Well, that would be a touching way to end the Chapman Report. But it’s misleading. DBS’ door is open most of the time, including all business hours, and visitors there are certainly treated with more congeniality than at most stations, which use a receptionist to distance official happenings from the wandering public. The event described by Chapman must have occurred after hours, when the door is locked and it’s highly difficult for the disc jockey to answer the door.

A final journey.

It has been five years since Robert Chapman had any official connection with DBS. Yet even so, seven years after he midwived the station, Chapman is largely responsible for the intended sale of DBS to Village Broadcasting Company.

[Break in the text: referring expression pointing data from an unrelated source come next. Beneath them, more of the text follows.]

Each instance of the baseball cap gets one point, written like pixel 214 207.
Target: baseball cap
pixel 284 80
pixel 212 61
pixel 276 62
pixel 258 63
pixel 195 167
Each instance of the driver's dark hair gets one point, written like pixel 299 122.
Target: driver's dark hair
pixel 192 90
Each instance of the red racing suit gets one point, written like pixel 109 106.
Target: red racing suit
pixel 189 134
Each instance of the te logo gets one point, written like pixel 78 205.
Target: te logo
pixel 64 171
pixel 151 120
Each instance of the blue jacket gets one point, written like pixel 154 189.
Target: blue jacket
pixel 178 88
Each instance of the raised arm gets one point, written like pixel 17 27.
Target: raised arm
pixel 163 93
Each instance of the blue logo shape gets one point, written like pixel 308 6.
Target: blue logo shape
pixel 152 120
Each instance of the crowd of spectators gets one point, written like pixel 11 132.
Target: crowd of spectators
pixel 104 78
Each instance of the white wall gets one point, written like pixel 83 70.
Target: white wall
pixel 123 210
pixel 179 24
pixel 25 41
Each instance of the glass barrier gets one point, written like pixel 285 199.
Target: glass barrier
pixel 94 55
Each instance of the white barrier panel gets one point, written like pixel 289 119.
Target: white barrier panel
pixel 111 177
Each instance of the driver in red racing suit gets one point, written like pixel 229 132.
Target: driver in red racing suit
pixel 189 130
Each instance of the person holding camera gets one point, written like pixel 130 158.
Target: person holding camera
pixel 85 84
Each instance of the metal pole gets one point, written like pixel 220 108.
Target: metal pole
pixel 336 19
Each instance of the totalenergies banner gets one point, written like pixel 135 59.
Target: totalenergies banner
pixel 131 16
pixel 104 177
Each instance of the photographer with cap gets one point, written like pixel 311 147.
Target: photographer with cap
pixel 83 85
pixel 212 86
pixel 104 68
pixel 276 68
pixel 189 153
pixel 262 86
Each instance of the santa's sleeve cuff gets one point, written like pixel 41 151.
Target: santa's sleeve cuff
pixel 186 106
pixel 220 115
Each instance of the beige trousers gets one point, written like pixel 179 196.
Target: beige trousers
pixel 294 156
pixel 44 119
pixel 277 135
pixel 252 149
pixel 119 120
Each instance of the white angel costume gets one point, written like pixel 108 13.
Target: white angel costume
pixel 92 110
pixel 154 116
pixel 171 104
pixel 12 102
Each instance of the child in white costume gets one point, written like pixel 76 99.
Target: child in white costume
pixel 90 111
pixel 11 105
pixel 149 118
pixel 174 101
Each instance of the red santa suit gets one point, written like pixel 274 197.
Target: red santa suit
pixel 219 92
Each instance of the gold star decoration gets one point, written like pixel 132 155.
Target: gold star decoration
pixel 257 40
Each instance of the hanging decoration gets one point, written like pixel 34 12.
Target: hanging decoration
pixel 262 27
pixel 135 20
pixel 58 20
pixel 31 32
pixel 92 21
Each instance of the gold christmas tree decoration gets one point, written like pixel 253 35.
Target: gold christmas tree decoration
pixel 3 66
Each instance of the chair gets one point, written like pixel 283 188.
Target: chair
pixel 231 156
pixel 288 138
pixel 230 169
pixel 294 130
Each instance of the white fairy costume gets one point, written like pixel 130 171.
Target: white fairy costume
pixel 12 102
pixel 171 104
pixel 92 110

Several months ago, a deal was arranged which would have transferred the station quietly to a group known informally as BLS. This group, composed of at least one Duke professor, promised to keep the format and improve the station’s facilities. Chapman heard about the setup and told Jim Heavner, who heads Village Broadcasting Company, in hopes that Heavner’s entry into the proceedings would stall sale of the station. Chapman expected Duke to see the wisdom of holding on to the property, re-establishing one dream of a student-free-form operation.

In all this, Chapman’s hand had the surgical touch of a rhino. The quiet arrangement, months in preparation, between WDBS and BLS, fell like a house of cards. Now Village Broadcasting, which Chapman fears will turn DBS into another CHL, may be about to take over.

And the dream of free-form radio at Duke is more distant than ever.